Converting a C++ project from Visual Studio 2005 invisibly turns off optimization for the release build. The optimization page of the project properties shows that /O2 is turned on, but the /O2 flag is not passed to the compiler and an unoptimized build results.
This appears to be related to bug 330854 which was closed as fixed in SP1, but now seems to be a symptom of a much more serious underlying problem.
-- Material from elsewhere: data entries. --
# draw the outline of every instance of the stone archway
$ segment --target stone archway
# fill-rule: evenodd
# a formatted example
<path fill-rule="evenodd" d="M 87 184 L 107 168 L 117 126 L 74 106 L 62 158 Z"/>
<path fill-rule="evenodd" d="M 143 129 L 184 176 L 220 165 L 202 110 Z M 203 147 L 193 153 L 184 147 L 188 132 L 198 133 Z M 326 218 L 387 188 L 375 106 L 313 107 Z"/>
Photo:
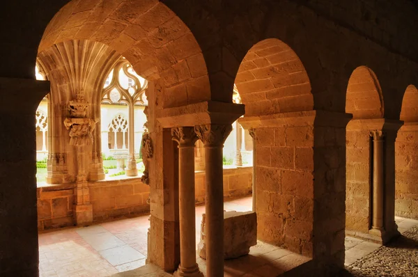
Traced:
<path fill-rule="evenodd" d="M 83 54 L 83 49 L 88 45 L 98 48 L 97 51 L 90 51 L 93 58 L 86 58 L 88 55 Z M 38 55 L 45 60 L 58 58 L 63 61 L 61 64 L 50 63 L 50 70 L 65 72 L 68 81 L 61 88 L 70 90 L 64 97 L 68 98 L 67 100 L 83 88 L 82 84 L 86 84 L 83 77 L 93 78 L 91 73 L 93 73 L 100 75 L 100 79 L 105 78 L 105 72 L 120 56 L 150 82 L 147 89 L 150 103 L 148 127 L 155 153 L 150 161 L 148 260 L 164 270 L 176 269 L 179 262 L 178 169 L 174 164 L 176 150 L 169 129 L 175 126 L 162 129 L 156 118 L 157 112 L 164 109 L 210 100 L 205 60 L 194 35 L 173 11 L 158 1 L 126 0 L 116 6 L 114 3 L 104 5 L 99 0 L 72 1 L 60 10 L 47 27 Z M 111 58 L 104 58 L 106 55 Z M 83 62 L 80 63 L 80 59 L 84 59 Z M 98 62 L 103 62 L 100 72 L 97 64 L 95 68 L 92 68 Z M 61 68 L 53 68 L 53 63 Z M 65 63 L 71 65 L 65 67 Z M 73 70 L 79 66 L 84 66 L 84 70 Z M 55 82 L 60 83 L 62 79 L 56 78 Z M 51 82 L 54 86 L 54 81 L 51 79 Z M 91 101 L 98 108 L 100 97 L 93 96 L 93 93 L 101 91 L 100 83 L 102 81 L 91 81 L 83 88 L 91 90 Z M 75 84 L 76 86 L 72 87 Z M 100 109 L 95 109 L 91 115 L 98 111 Z M 94 132 L 94 137 L 100 137 L 100 127 Z M 94 150 L 100 151 L 100 143 L 94 144 L 93 149 L 93 153 Z M 100 158 L 98 156 L 96 159 L 100 164 Z"/>
<path fill-rule="evenodd" d="M 270 38 L 248 51 L 235 84 L 246 105 L 239 121 L 255 139 L 258 238 L 312 257 L 315 112 L 307 72 L 289 46 Z"/>
<path fill-rule="evenodd" d="M 72 1 L 48 24 L 38 52 L 69 40 L 101 42 L 125 57 L 148 81 L 160 80 L 162 103 L 172 107 L 208 100 L 202 51 L 189 28 L 156 0 Z"/>
<path fill-rule="evenodd" d="M 348 81 L 346 229 L 350 235 L 385 244 L 396 233 L 391 172 L 398 126 L 385 120 L 379 81 L 366 66 Z"/>
<path fill-rule="evenodd" d="M 404 123 L 398 132 L 395 143 L 395 214 L 417 219 L 418 90 L 413 85 L 408 86 L 405 91 L 400 119 Z"/>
Viewing the 2005 and 2008 .vcproj files, it appears that 2005 left the Optimization setting in VCCLCompilerTool blank for the Release build, and both the property page GUI and the compiler flag generation code interpreted blank as /O2. The conversion to 2008 leaves it blank, but the 2008 property page GUI interprets blank as /O2 and the compiler flag generation code interprets blank as no optimization flag, which is equivalent to /Od.
The workaround is to change the optimization from /O2 to /O1 and back to /O2. This causes an explicit Optimization setting to be written to the .vcproj file.
This bug has potentially massive implications. It's likely that most projects (world wide) converted to 2008 are no longer optimized and no-one realizes this. I only came across it by accident when viewing the generated assembly code for one of my projects and noticed that the supposedly optimized code was very inefficient. Fixing this gave me a 35% performance improvement in a time-critical application.
I just discovered that this bug is worse than I originally thought. You can trigger it with a project that was created in VS 2008, not just one than was converted from 2005. All you have to do is to go to the compiler optimization page for the Release build and select <inherit from parent or project defaults>. On hitting apply, the setting will change from "Maximize Speed (/O2)" in bold to "Maximize Speed (/O2)" unbolded, and the /O2 compiler flag will be deleted.
Basically, if the GUI says Maximize Speed /O2 unbolded, it's lying and the build is unoptimized.